100k followers is great if they truly are organic! with 100k followers she should have no problem getting heads turned towards her site/products. If she has a style that her followers are inline with then she should shift her focus on testing out some mockups of designs. See what the responses are from her following. When she's ready to jump, she'll need to lock down a domain. Shopify is one of the best overall CMS systems for ecommerce. People would argue that Woocommerce is the way to go, but I do like that shopify is hosted by their developers and it's not as clunky as most other CMS's. One word... Seamless! I use to run my site on Joomla. 

She may also want to consider Etsy and Pinterests to build an audience and customer base. There are lots of directions to go with it.


----------



## csavadia (May 25, 2017)

Rookie Rise said:


> 100k followers is great if they truly are organic! with 100k followers she should have no problem getting heads turned towards her site/products. If she has a style that her followers are inline with then she should shift her focus on testing out some mockups of designs. See what the responses are from her following. When she's ready to jump, she'll need to lock down a domain. Shopify is one of the best overall CMS systems for ecommerce. People would argue that Woocommerce is the way to go, but I do like that shopify is hosted by their developers and it's not as clunky as most other CMS's. One word... Seamless! I use to run my site on Joomla.
> 
> She may also want to consider Etsy and Pinterests to build an audience and customer base. There are lots of directions to go with it.


Thank you for the advise. All her followers organic however the age group is between 15-23 and a majority from South America whilst we reside in Australia.

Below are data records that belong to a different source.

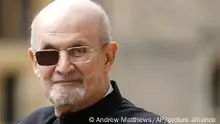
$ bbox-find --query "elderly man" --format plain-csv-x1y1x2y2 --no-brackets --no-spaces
18,0,168,124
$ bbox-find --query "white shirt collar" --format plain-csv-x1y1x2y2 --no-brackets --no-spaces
104,83,113,97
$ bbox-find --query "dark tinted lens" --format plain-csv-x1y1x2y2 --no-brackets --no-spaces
36,51,59,66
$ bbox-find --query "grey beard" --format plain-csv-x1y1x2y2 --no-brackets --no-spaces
46,86,86,107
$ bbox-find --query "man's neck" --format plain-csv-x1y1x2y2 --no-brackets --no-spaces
104,83,113,97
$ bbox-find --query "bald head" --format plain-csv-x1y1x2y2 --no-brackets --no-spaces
31,0,110,48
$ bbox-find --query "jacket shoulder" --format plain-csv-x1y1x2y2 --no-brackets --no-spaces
17,106,56,124
116,98,168,124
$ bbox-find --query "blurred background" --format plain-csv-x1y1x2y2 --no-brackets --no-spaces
0,0,220,124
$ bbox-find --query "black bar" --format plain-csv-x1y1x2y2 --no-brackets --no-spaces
21,0,29,38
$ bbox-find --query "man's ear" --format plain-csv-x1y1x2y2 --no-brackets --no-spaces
28,48,40,77
105,41,118,71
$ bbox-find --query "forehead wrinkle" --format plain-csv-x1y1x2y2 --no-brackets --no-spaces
40,33,91,49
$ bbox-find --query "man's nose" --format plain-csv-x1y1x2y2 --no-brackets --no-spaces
55,52,75,75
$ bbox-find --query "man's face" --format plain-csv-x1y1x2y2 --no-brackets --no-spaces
29,13,117,107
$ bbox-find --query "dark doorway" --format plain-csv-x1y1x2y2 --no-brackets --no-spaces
3,74,17,124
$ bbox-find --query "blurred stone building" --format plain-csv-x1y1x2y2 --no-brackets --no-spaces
0,0,220,124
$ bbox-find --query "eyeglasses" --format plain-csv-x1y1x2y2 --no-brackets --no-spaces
32,46,103,66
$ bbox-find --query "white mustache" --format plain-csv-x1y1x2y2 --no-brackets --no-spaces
51,75,83,82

Sent from my SM-G920F using Tapatalk


----------



## decipherdev (Aug 13, 2017)

Words of wisdom, i like it! Most average joes simply do not understand the work that goes into these things.


----------



## mzyella37 (Aug 27, 2017)

agreed. i'm in the same boat and looking for some advice regarding your same question.


----------



## sidwilkins (Sep 19, 2017)

In order to market a shirt, the first you need is the proper design of that same product. A good design is a must while trying to sell a shirt. Marketing comes after that. Let me put all this into a hierarchy: 
1. Good Fabric
2. Better Design
3. Marketing


----------